=============
Typosquatting
=============

The Aura typosquatting protection requires a dataset file that contains a list of python packages and their popularity (number of downloads) in a JSON file. This file can be obtained by querying the Google Big Query service.

.. note::
    Although Google Big Query is a commercial service, Google provides a free tier of 1TB/month of processed data which is more than enough to obtain the data needed for the typosquatting protection for free.


-----------------------
Manual dataset download
-----------------------

To connect to the Big Query service, you must first install the Big Query command-line tool from google-cloud-sdk. Follow the official documentation to install this tool. Alternatively, you can use the online console to run the query and export the JSON results to Google Drive https://console.cloud.google.com/bigquery .

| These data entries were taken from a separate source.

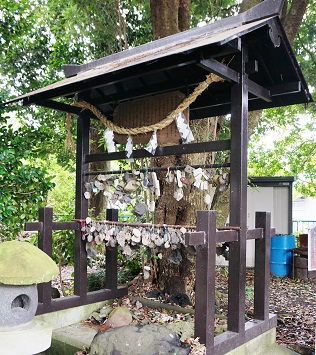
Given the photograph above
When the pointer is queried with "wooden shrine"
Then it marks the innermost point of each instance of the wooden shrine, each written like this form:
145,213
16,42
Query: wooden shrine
256,67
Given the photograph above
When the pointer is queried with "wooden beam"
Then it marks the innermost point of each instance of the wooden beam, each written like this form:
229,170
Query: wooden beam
163,151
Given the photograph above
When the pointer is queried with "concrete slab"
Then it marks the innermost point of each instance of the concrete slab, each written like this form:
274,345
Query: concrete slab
264,344
27,339
68,340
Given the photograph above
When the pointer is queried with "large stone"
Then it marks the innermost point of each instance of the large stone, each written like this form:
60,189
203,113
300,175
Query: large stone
27,339
119,317
22,263
18,305
149,339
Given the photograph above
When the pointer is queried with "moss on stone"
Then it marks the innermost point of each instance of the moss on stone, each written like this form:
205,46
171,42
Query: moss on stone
22,263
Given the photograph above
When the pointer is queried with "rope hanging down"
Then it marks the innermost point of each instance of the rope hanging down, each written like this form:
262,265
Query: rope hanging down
210,78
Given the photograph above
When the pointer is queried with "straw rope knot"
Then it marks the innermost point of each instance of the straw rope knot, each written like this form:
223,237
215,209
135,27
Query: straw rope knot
210,78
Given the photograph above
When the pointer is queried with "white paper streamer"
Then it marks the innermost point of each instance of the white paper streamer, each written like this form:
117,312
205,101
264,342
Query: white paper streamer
152,144
129,146
184,129
109,140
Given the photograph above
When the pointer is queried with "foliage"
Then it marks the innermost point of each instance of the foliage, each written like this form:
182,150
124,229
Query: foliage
24,185
62,199
284,142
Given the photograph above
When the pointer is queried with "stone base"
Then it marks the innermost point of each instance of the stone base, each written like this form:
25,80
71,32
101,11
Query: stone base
32,338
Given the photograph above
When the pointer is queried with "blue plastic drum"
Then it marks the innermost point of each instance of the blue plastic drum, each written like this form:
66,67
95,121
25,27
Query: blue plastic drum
281,255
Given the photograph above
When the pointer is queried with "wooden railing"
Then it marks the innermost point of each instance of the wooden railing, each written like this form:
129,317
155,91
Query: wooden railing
45,227
205,238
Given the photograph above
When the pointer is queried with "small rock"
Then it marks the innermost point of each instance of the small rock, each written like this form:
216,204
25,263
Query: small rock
149,339
183,329
119,317
105,311
155,294
179,298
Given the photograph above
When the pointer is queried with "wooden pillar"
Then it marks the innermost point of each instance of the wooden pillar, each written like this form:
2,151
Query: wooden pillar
45,243
204,239
262,267
111,256
238,197
81,210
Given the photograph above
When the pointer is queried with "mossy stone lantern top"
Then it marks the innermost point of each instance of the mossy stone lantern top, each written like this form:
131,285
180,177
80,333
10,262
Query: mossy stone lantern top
22,263
22,267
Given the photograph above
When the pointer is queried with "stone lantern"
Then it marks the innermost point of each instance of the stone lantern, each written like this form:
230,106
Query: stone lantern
22,267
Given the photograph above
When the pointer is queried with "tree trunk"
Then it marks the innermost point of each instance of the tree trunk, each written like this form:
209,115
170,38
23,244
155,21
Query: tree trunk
169,17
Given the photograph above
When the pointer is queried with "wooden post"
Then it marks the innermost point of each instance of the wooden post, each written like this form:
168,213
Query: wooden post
205,241
81,211
111,256
262,267
238,198
45,243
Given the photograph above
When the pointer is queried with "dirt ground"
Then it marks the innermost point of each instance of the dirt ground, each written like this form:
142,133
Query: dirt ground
294,302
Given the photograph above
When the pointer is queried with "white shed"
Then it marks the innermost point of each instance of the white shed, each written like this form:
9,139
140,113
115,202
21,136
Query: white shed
271,194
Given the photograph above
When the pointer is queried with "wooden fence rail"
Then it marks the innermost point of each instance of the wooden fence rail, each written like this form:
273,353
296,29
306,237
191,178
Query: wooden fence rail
205,239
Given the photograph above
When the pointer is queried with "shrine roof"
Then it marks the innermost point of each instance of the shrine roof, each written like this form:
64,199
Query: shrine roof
182,61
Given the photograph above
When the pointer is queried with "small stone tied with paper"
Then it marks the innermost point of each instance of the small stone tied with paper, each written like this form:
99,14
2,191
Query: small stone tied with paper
176,115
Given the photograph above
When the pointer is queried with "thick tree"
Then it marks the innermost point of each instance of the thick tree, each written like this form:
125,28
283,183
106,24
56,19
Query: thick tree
169,17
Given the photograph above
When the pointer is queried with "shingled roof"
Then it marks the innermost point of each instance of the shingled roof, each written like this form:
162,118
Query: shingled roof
181,61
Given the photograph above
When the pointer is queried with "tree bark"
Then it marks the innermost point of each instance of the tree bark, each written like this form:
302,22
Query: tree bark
164,17
169,17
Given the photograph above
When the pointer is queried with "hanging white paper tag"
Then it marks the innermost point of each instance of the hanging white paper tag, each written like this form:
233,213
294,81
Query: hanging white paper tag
129,146
109,140
184,129
178,173
152,144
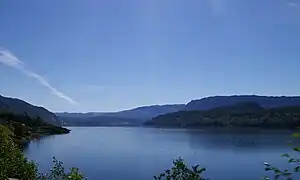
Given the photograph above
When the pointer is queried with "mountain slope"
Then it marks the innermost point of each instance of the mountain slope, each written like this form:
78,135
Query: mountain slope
18,106
141,113
241,114
99,121
264,101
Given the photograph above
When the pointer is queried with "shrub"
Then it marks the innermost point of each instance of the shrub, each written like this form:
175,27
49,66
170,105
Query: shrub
13,164
181,172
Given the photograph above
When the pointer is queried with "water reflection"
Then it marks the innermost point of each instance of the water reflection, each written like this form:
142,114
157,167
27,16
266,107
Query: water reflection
241,139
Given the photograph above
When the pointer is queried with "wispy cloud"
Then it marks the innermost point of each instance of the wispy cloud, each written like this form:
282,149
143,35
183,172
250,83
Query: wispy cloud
217,7
9,59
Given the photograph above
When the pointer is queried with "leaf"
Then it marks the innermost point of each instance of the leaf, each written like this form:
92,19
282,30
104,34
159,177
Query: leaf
292,160
268,169
285,155
297,149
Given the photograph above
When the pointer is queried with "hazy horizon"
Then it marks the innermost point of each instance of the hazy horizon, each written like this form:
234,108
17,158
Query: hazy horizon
107,56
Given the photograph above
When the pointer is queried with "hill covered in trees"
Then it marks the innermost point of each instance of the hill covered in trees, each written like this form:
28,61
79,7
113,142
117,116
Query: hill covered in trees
248,114
18,106
23,128
221,101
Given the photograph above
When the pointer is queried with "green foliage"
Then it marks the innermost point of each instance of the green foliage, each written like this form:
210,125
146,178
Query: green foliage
58,173
13,164
181,172
285,174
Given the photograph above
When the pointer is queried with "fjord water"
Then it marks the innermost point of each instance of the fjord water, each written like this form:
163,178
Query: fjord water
113,153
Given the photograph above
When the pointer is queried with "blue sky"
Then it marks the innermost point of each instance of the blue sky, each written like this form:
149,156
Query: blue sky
97,55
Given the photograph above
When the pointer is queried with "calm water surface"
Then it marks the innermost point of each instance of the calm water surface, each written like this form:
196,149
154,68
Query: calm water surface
113,153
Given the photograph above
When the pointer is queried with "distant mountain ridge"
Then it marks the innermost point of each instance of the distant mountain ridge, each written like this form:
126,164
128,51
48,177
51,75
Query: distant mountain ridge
264,101
247,114
18,106
141,113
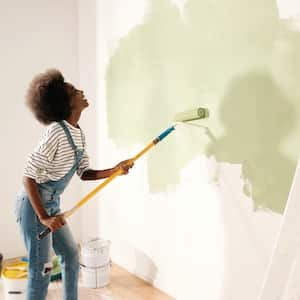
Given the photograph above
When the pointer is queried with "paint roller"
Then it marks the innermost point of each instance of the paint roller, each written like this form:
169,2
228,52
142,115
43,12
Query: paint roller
190,115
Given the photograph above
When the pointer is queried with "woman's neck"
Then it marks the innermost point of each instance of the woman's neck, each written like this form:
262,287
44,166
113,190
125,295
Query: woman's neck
74,118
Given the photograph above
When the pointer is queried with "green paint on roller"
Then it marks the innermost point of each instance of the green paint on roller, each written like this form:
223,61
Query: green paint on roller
190,115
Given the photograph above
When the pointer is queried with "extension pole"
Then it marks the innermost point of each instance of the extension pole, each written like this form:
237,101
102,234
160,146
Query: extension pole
108,180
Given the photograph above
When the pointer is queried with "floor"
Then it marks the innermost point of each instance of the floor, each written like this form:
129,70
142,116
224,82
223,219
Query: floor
123,286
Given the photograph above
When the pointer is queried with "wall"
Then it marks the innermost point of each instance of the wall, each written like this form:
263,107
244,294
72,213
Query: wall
35,36
199,214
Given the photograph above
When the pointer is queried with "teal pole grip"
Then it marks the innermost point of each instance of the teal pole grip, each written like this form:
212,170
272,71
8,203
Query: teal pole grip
164,134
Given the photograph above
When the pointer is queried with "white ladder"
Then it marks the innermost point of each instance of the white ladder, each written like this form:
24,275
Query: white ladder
282,268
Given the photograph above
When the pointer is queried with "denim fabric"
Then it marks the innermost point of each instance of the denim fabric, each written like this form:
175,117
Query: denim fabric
61,240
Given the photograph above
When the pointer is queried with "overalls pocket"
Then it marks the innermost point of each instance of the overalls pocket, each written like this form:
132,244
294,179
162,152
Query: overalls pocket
18,206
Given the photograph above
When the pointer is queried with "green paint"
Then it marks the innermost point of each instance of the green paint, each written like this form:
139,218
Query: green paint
232,56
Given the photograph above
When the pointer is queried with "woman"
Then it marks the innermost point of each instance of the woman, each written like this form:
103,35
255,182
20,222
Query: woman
60,153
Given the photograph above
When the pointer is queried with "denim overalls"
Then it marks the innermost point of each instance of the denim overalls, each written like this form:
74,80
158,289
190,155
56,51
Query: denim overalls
39,252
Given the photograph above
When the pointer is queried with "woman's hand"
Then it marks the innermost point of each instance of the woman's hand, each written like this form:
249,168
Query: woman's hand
125,165
54,222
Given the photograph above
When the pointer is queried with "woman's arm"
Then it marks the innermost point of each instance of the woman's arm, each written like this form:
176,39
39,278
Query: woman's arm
101,174
32,191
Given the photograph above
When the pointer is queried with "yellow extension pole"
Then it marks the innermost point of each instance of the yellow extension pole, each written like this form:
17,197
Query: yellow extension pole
107,181
104,183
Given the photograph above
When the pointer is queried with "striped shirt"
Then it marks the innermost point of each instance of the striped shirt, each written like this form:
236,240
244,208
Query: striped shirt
53,157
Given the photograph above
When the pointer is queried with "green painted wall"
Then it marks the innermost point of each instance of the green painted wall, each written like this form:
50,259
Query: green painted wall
233,56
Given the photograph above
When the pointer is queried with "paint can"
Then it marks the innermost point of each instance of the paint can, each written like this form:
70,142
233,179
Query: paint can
95,263
14,277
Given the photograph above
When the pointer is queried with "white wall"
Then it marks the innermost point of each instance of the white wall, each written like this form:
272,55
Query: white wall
35,35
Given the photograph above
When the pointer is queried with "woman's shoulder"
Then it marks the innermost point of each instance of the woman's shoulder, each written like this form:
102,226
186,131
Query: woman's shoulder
52,130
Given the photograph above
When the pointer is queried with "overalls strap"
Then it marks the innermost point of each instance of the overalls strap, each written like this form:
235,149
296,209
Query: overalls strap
69,137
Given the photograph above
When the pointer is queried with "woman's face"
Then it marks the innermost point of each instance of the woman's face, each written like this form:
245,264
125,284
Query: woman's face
78,100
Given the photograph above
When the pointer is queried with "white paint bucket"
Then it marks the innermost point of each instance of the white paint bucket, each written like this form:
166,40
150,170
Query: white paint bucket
95,263
95,277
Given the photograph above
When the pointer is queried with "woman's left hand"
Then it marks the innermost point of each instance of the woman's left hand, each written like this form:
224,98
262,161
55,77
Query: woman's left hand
125,165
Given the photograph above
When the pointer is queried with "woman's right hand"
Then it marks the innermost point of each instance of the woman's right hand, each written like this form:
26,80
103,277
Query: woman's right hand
54,222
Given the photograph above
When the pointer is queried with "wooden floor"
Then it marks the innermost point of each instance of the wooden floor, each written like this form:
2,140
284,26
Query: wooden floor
123,286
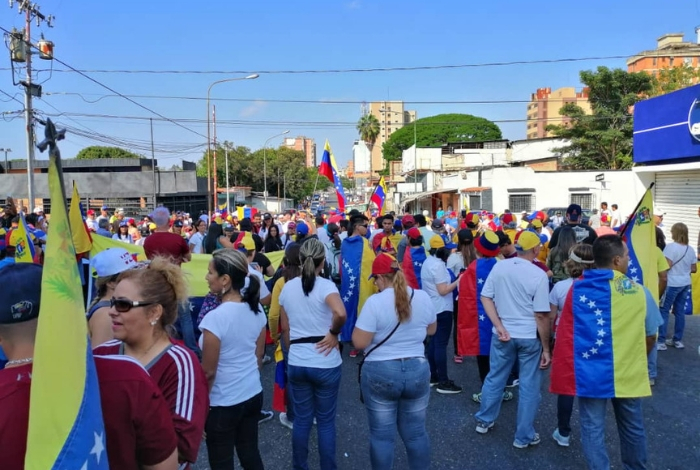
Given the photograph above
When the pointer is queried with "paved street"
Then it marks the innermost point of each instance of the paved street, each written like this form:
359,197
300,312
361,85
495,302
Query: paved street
671,417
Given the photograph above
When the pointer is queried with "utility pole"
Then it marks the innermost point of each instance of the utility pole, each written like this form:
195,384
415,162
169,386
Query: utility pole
153,166
31,12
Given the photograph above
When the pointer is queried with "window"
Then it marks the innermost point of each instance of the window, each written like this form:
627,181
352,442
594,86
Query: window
585,200
521,202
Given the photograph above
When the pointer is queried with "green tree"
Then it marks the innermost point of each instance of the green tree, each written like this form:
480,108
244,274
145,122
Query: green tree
435,131
602,140
674,78
368,127
96,151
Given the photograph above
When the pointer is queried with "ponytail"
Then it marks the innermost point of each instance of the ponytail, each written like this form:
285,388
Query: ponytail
252,293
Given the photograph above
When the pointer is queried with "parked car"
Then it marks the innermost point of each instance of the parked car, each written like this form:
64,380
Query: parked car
550,211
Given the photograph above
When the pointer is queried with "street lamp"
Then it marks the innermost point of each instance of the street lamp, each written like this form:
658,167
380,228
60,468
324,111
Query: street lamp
209,172
6,152
265,162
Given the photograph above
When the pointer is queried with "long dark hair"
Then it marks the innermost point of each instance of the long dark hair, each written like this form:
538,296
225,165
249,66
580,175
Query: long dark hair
215,231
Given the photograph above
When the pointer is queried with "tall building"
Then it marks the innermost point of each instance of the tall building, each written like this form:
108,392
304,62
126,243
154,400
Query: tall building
391,116
671,51
544,107
303,144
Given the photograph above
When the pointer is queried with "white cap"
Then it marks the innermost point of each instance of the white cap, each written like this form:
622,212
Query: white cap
113,261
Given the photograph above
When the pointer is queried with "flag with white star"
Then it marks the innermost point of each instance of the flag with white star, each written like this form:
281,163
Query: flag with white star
65,415
356,257
474,328
600,350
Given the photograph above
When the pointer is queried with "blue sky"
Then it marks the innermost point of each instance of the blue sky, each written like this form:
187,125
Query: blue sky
252,36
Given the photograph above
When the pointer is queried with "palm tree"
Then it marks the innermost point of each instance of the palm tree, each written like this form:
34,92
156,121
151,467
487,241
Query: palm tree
368,127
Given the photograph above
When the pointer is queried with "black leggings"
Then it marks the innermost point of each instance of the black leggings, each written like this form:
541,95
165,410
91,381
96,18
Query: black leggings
234,427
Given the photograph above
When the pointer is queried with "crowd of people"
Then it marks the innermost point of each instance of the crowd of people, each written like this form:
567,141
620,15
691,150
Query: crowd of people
519,293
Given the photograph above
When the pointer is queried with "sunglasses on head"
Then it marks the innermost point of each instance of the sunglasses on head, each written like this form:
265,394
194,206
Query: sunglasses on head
124,305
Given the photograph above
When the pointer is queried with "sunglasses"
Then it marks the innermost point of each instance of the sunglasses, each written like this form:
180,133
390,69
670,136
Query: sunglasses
124,305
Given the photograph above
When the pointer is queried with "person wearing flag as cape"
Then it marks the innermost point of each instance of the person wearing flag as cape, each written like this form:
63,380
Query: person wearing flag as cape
607,328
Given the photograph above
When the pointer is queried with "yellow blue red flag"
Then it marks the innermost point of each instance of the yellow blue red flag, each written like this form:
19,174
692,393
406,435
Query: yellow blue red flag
22,240
65,416
640,236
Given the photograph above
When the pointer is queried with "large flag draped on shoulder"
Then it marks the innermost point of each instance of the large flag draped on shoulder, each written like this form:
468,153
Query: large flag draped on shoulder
329,169
600,350
65,416
379,195
81,235
412,265
640,236
474,328
22,240
356,257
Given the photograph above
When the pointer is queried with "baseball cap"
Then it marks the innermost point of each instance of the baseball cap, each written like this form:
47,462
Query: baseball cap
573,212
383,264
21,303
113,261
526,240
488,244
436,241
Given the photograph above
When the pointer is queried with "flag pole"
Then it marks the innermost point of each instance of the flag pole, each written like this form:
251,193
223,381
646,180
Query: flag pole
624,226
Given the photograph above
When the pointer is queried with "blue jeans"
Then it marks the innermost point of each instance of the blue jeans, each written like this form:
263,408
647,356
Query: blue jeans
526,352
630,427
437,347
673,297
396,396
315,394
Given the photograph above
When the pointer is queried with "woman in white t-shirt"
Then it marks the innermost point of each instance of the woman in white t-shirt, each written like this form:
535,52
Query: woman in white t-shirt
196,240
580,259
683,261
396,377
233,342
311,317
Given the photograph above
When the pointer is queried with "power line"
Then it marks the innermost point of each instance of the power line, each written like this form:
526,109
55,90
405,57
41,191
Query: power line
351,70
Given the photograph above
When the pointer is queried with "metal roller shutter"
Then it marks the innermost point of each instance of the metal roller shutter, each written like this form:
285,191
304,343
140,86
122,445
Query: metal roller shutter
677,193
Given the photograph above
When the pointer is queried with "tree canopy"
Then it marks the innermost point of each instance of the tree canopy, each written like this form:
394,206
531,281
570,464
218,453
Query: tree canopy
603,139
435,131
96,151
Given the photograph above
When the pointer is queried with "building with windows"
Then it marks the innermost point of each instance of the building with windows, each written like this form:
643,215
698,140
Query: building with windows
303,144
544,107
671,51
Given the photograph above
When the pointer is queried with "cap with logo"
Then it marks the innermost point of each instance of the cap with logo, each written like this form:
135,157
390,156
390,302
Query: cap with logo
21,303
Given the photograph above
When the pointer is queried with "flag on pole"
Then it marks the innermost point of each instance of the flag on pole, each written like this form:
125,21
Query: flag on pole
22,240
81,235
379,195
329,169
640,236
66,429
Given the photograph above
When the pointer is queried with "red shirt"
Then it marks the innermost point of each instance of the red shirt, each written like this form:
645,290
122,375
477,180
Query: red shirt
170,245
138,426
181,379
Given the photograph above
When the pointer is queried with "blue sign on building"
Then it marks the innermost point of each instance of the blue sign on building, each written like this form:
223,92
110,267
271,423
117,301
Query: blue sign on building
667,128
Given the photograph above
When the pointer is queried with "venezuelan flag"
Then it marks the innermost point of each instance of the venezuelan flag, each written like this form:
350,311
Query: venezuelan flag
355,286
600,350
65,416
640,236
379,195
412,264
81,235
22,240
474,328
329,169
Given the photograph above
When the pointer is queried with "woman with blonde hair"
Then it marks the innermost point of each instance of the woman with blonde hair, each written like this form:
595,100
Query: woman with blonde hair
682,259
143,309
311,317
395,376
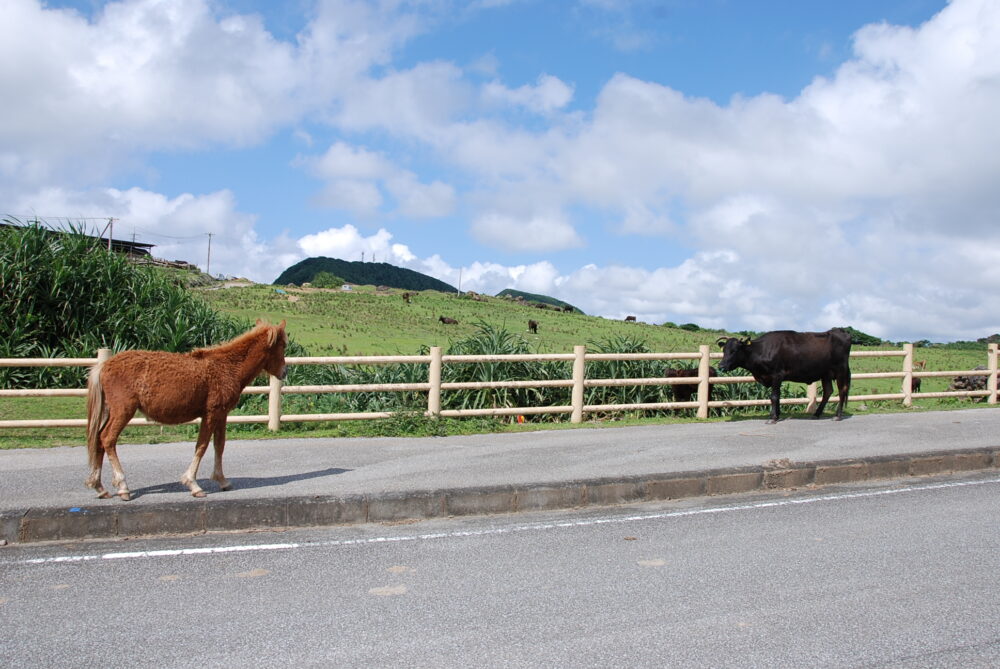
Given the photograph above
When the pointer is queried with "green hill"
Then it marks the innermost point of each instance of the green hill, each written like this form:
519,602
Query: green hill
362,274
538,299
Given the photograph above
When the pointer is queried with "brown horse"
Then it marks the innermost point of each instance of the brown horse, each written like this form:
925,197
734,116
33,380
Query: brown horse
175,388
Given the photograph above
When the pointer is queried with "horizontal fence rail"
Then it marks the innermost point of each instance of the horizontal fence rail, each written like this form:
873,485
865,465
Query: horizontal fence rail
434,386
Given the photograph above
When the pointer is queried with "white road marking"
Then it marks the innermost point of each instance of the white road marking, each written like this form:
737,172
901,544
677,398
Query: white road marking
529,527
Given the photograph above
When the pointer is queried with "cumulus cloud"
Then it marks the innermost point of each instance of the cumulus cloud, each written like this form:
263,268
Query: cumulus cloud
549,94
868,199
535,233
355,178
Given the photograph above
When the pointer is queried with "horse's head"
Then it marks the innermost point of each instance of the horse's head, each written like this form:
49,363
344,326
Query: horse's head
277,340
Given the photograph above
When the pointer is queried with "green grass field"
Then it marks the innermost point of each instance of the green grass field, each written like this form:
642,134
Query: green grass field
367,322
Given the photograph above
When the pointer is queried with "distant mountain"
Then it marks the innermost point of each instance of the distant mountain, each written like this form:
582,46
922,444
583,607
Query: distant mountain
361,273
531,297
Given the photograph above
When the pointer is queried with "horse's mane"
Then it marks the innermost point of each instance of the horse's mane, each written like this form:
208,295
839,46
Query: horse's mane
240,342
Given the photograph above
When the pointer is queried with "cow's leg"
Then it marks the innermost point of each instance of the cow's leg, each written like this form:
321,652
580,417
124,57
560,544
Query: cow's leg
844,386
775,402
219,442
827,390
190,476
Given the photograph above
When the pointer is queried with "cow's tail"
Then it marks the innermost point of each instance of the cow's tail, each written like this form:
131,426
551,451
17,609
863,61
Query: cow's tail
97,414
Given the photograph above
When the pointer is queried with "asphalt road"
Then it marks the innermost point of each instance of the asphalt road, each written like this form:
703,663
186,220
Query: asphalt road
881,575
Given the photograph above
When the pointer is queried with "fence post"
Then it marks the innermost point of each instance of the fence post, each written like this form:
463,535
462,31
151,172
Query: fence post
704,385
991,380
579,374
434,378
908,375
274,404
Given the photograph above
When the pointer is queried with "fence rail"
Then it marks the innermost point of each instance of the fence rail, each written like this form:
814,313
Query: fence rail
434,386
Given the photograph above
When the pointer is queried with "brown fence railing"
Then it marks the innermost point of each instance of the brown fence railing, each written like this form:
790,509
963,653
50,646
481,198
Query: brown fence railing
578,382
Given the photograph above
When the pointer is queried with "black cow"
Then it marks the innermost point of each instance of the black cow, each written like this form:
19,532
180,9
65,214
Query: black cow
803,357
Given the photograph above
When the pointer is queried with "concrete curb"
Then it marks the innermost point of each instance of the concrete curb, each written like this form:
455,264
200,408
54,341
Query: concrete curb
117,520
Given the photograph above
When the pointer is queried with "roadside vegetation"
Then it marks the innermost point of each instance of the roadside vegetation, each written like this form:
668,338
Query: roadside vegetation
70,296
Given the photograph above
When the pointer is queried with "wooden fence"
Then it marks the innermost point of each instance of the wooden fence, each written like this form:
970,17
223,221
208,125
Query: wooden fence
435,361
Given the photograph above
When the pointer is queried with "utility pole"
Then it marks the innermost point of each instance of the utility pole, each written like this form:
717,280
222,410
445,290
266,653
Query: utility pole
208,262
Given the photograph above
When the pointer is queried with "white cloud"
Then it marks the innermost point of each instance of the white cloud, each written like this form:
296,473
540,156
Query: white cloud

Now run the following query to generate the dataset needed for the typosquatting protection:

::

    SELECT file.project as package_name, count(file.project) as downloads
    FROM `the-psf.pypi.downloads*`
    WHERE
        _TABLE_SUFFIX
        BETWEEN FORMAT_DATE(
          '%Y%m%d', DATE_SUB(CURRENT_DATE(), INTERVAL 30 DAY))
        AND FORMAT_DATE('%Y%m%d', CURRENT_DATE())
    GROUP BY package_name
    ORDER BY downloads DESC


-------------------------
Download dataset via Aura
-------------------------

If you have a google python SDK installed and authentication configured for the python client, you can download the dataset automatically via Aura by running `aura fetch-pypi-stats`. To find out if your python Big Query SDK is correctly configured, run `aura info` and check the output if the BigQuery service integration is enabled.